If I stop in to train at a Gracie Barra while travelling, while it's easier to say "yes I have BJJ experience" it's not technically accurate.
But then again I'd get some really confused jiujitero in that same Gracie Barra for trying to explain "yes I have no gi grappling and judo experience and a purple belt in Armenian Jiu Jitsu."
Because of branding and competition rules, at the moment American jiu jitsu has the image of a fat dude with a poney tail wearing a black gi with a coral belt at thet age of 39 years who is guilty of larping away with some bs self defense stuff.
Japanese Jiu Jitsu, just as bad.
Personally I feel like Brazilian isn't the best adjective to describe what we're doing anymore.
Live Jiu Jitsu, or Competitive Jiu Jitsu would be more accurate for the worldwide grappling scene.
I've seen JJJ classes, they didn'tt let anyone roll. Went to one at the Y once, they do forward rolls in the warm up with an ultra specific aikido style, I forward roll judo style and all of a sudden a "brown belt" pulls me out of the warm up because I'm clearly going to hurt myself.

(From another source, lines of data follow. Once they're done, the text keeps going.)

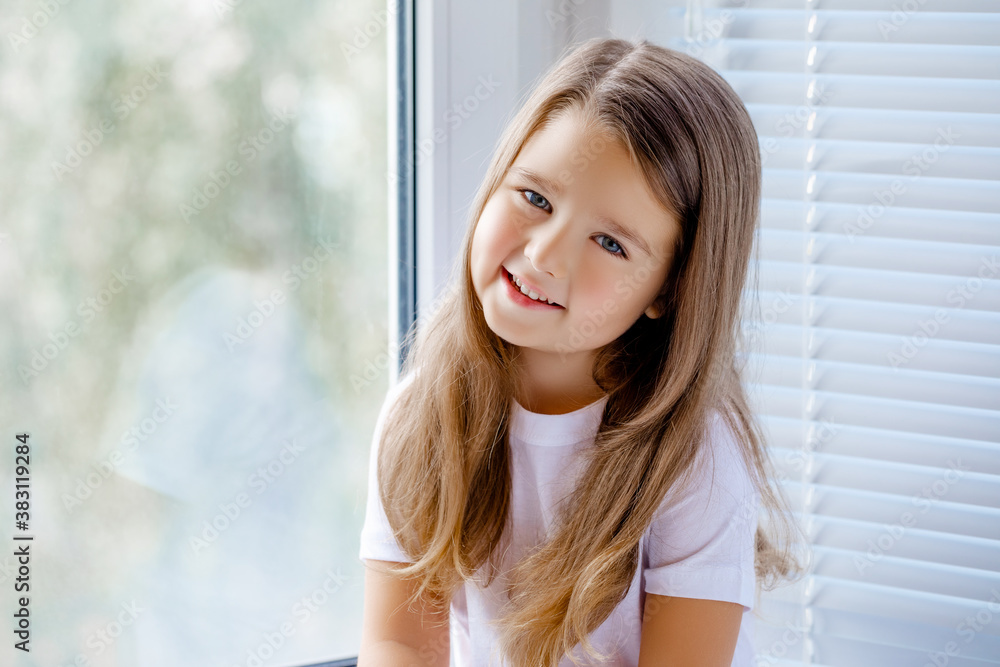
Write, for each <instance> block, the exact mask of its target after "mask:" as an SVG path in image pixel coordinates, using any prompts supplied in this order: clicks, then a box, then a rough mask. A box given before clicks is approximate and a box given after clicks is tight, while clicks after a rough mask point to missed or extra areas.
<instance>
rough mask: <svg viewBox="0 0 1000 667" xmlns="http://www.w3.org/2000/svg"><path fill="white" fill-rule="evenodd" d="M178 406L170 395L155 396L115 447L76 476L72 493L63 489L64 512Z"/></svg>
mask: <svg viewBox="0 0 1000 667" xmlns="http://www.w3.org/2000/svg"><path fill="white" fill-rule="evenodd" d="M177 408H178V406H177V404H176V403H174V402H173V401H172V400H171V399H170V397H169V396H168V397H166V398H158V399H156V407H154V408H153V409H152V410H151V411H150V412H149V414H148V416H146V417H145V418H143V419H142V420H141V421H140V422H139V423H138V424H134V425H133V426H131V427H130V428H129V429H128V430H127V431H125V432H124V433H122V435H121V438H119V440H118V446H117V447H116V448H114V449H112V450H111V451H110V452H109V453H108V455H107V456H105V457H104V458H103V459H101V460H100V461H98V462H97V463H95V464H94V466H93V467H94V471H93V472H91V473H88V474H87V475H86V476H85V477H77V478H76V484H75V485H74V487H73V491H72V493H66V492H63V494H62V497H61V500H62V503H63V507H64V508H65V509H66V511H68V512H70V513H71V514H72V512H73V510H75V509H76V508H77V507H79V506H80V505H82V504H83V503H84V501H86V500H87V499H88V498H90V497H91V496H92V495H93V494H94V492H95V491H97V489H99V488H101V486H102V485H103V484H104V482H105V481H106V480H107V479H108V478H109V477H111V474H112V473H113V472H114V471H115V470H117V469H118V468H119V467H120V466H121V465H122V464H123V463H125V459H126V458H127V457H128V456H129V455H130V454H131V453H132V452H134V451H135V450H136V449H137V448H138V447H139V444H140V443H143V442H145V441H146V440H147V439H148V438H149V437H150V436H152V435H153V434H154V433H156V431H158V430H159V428H160V425H162V424H163V423H165V422H166V421H167V420H168V419H170V418H171V417H173V415H174V413H175V412H176V411H177Z"/></svg>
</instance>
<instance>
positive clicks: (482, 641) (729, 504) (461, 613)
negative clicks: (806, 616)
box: [360, 378, 759, 667]
mask: <svg viewBox="0 0 1000 667" xmlns="http://www.w3.org/2000/svg"><path fill="white" fill-rule="evenodd" d="M408 381H409V378H403V380H402V381H401V382H400V383H399V384H397V385H396V386H395V387H393V388H391V389H390V390H389V392H388V394H387V396H386V400H385V402H384V403H383V406H382V410H381V413H380V414H379V418H378V421H377V423H376V427H375V436H374V440H373V444H372V448H371V459H370V467H369V477H368V485H369V486H368V502H367V509H366V514H365V521H364V526H363V528H362V531H361V551H360V558H361V559H362V560H365V559H373V560H384V561H394V562H412V559H411V558H408V557H407V556H406V555H405V554H404V553H403V552H402V551H401V550H400V548H399V546H398V544H397V543H396V540H395V538H394V536H393V534H392V529H391V528H390V527H389V523H388V521H387V519H386V516H385V511H384V509H383V507H382V503H381V502H380V500H379V495H378V487H377V479H376V471H377V468H376V460H377V458H376V457H377V455H378V441H379V436H380V434H381V431H382V428H383V424H384V420H385V416H386V413H387V411H388V407H389V406H390V405H391V404H392V402H393V401H394V400H396V398H397V397H398V396H399V394H400V392H401V390H402V389H403V387H405V386H406V384H408ZM607 400H608V397H607V396H604V397H603V398H601V399H600V400H598V401H596V402H594V403H592V404H590V405H588V406H586V407H584V408H580V409H579V410H576V411H574V412H570V413H566V414H561V415H544V414H539V413H535V412H529V411H528V410H526V409H524V408H523V407H522V406H521V405H520V404H519V403H517V401H512V412H511V421H510V431H509V435H510V438H509V441H510V447H511V454H512V460H511V479H512V489H511V491H512V507H511V512H512V515H513V521H512V525H513V527H514V531H513V535H512V536H511V548H510V549H509V550H508V551H507V552H506V554H505V560H504V561H503V562H502V567H503V568H504V570H506V568H507V567H509V566H510V565H511V564H512V563H513V562H516V559H517V558H518V557H519V554H523V553H524V552H525V551H526V550H527V549H528V548H530V547H532V546H534V545H537V544H538V543H540V542H541V541H542V540H543V537H544V536H545V535H546V533H547V531H548V530H550V528H551V527H552V525H553V522H554V518H555V516H556V505H557V503H558V502H559V501H560V500H561V499H562V498H564V497H567V496H568V494H569V492H570V491H571V490H572V486H571V485H572V481H573V479H574V478H575V475H576V474H577V473H578V472H579V471H580V470H582V467H581V466H577V465H575V462H576V461H579V460H580V459H575V458H574V456H573V455H574V454H576V453H578V452H580V451H581V450H582V449H583V448H585V447H587V446H588V445H589V444H592V443H593V441H594V437H595V435H596V434H597V429H598V427H599V425H600V421H601V416H602V414H603V411H604V405H605V403H606V402H607ZM707 444H709V445H711V447H710V448H708V447H705V448H704V449H703V451H704V452H706V453H712V454H714V456H712V457H711V458H710V459H709V461H712V462H713V463H712V464H709V465H705V466H703V467H701V469H700V470H701V474H700V476H699V477H698V478H696V483H694V484H692V485H691V487H690V491H689V492H688V493H687V494H686V495H685V497H684V498H682V499H681V500H680V501H679V502H677V503H676V504H672V505H670V506H669V507H667V506H666V504H664V507H661V509H660V511H659V512H658V514H657V516H656V518H655V519H654V521H653V522H652V524H650V526H649V527H648V528H647V529H646V532H645V533H644V534H643V537H642V540H641V542H640V545H639V547H640V565H639V567H637V568H636V572H635V575H634V578H633V580H632V584H631V586H630V588H629V591H628V594H627V595H626V597H625V599H624V600H622V601H621V602H620V603H619V604H618V606H617V607H616V608H615V610H614V612H613V613H612V614H611V615H610V616H609V617H608V618H607V619H606V620H605V621H604V623H603V624H602V625H601V626H600V627H599V628H597V630H595V631H594V632H593V633H591V635H590V641H591V642H592V643H593V645H594V646H595V647H596V648H597V649H598V650H600V651H601V652H603V653H605V654H608V655H613V656H614V657H613V658H612V659H611V660H610V661H609V662H606V663H603V664H605V665H614V666H616V667H635V666H636V665H637V664H638V662H639V643H640V636H641V631H642V627H641V623H642V611H643V608H644V602H645V597H646V593H654V594H659V595H667V596H675V597H687V598H700V599H709V600H722V601H727V602H735V603H738V604H741V605H743V607H744V611H743V621H742V624H741V626H740V633H739V639H738V640H737V644H736V653H735V656H734V658H733V663H732V664H733V666H734V667H750V665H752V663H753V659H754V649H753V637H752V630H753V618H752V615H751V609H752V607H753V600H754V583H755V582H754V534H755V531H756V526H757V507H758V501H759V497H758V495H757V491H756V489H755V487H754V486H753V484H752V482H751V480H750V477H749V475H748V473H747V469H746V466H745V464H744V463H743V459H742V457H741V456H740V454H739V451H738V449H737V447H736V443H735V441H734V440H733V437H732V435H731V433H730V431H729V430H728V429H726V428H725V425H724V422H723V421H722V420H721V418H719V417H718V415H716V419H715V422H714V425H713V428H712V437H711V438H710V439H709V441H708V442H707ZM709 449H710V452H709ZM713 477H714V483H713V482H712V478H713ZM500 579H501V577H497V578H496V579H495V580H494V581H493V583H492V584H491V585H490V587H488V588H485V589H484V588H483V587H482V586H481V585H479V584H478V583H477V582H466V583H465V585H464V587H463V588H462V589H459V591H458V592H456V594H455V596H454V597H453V598H452V603H451V616H450V628H451V630H450V636H451V665H452V667H487V666H488V665H489V666H493V665H497V666H499V665H504V666H505V667H506V663H501V662H500V660H499V658H498V657H496V656H494V657H493V658H492V661H491V650H492V649H494V647H495V645H496V641H495V637H496V634H495V630H494V628H493V627H492V626H490V625H489V624H488V623H487V621H488V620H490V619H495V618H496V617H497V616H498V610H499V609H500V608H501V606H502V605H503V601H504V598H503V593H502V590H501V585H502V584H501V582H500ZM575 653H576V655H577V656H578V657H579V658H580V659H581V664H583V665H590V664H593V663H589V662H587V661H586V658H587V656H586V653H585V652H584V651H583V649H582V647H580V646H577V647H575ZM572 665H573V663H572V661H571V660H570V659H569V657H568V656H564V657H563V659H562V660H561V661H560V663H559V666H560V667H572Z"/></svg>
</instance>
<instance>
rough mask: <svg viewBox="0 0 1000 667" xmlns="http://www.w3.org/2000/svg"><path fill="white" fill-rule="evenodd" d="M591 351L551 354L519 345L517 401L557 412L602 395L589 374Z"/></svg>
mask: <svg viewBox="0 0 1000 667" xmlns="http://www.w3.org/2000/svg"><path fill="white" fill-rule="evenodd" d="M593 368H594V354H593V353H592V352H587V353H579V354H566V355H560V354H554V353H548V352H540V351H538V350H532V349H527V348H520V354H519V356H518V372H519V373H520V378H521V384H522V395H520V396H518V397H517V402H518V403H520V404H521V406H522V407H524V409H526V410H529V411H530V412H537V413H539V414H545V415H561V414H565V413H567V412H573V411H574V410H579V409H580V408H582V407H586V406H588V405H590V404H591V403H593V402H594V401H596V400H598V399H599V398H601V397H602V396H604V391H603V390H602V389H601V388H600V387H599V386H597V383H596V382H594V378H593V375H592V374H593Z"/></svg>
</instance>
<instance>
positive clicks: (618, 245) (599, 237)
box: [597, 234, 625, 257]
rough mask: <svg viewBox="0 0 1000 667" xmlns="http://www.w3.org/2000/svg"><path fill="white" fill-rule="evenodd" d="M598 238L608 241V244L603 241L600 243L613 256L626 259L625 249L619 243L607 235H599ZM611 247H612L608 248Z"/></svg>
mask: <svg viewBox="0 0 1000 667" xmlns="http://www.w3.org/2000/svg"><path fill="white" fill-rule="evenodd" d="M597 238H599V239H606V240H607V241H608V244H605V243H602V242H601V241H598V243H600V244H601V247H602V248H604V249H605V250H607V251H608V252H610V253H611V254H612V255H615V256H617V257H625V248H623V247H621V246H620V245H619V244H618V241H615V240H614V239H613V238H611V237H610V236H607V235H605V234H599V235H598V236H597ZM609 245H610V246H611V247H608V246H609Z"/></svg>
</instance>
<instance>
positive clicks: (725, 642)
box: [639, 593, 743, 667]
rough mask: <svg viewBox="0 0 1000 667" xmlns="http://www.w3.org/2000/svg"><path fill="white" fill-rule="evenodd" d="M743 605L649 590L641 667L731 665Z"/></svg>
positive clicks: (641, 656)
mask: <svg viewBox="0 0 1000 667" xmlns="http://www.w3.org/2000/svg"><path fill="white" fill-rule="evenodd" d="M742 617H743V605H739V604H736V603H734V602H719V601H717V600H697V599H694V598H679V597H667V596H664V595H655V594H652V593H648V594H647V595H646V605H645V609H644V611H643V618H642V639H641V640H640V644H639V667H664V666H667V665H683V667H729V666H730V665H732V663H733V653H734V652H735V651H736V638H737V636H738V635H739V632H740V620H741V619H742Z"/></svg>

I explain to him I can roll that way on the concrete and it's fine. No it's not fine, only the larp way is acceptable.
We spent the next 30 minutes on his larp aikido version of a technical standup. The whole time I'm looking around and there's no live training at all. Never went back. It made a kids judo class look hardcore.
So for me, it isn't that what we're all training is Brazilian, it's that it's alive.
Like Muay Thai vs Communist Wushu (comrades cannot fight comrades!) it's the liveness that makes all the difference in the world.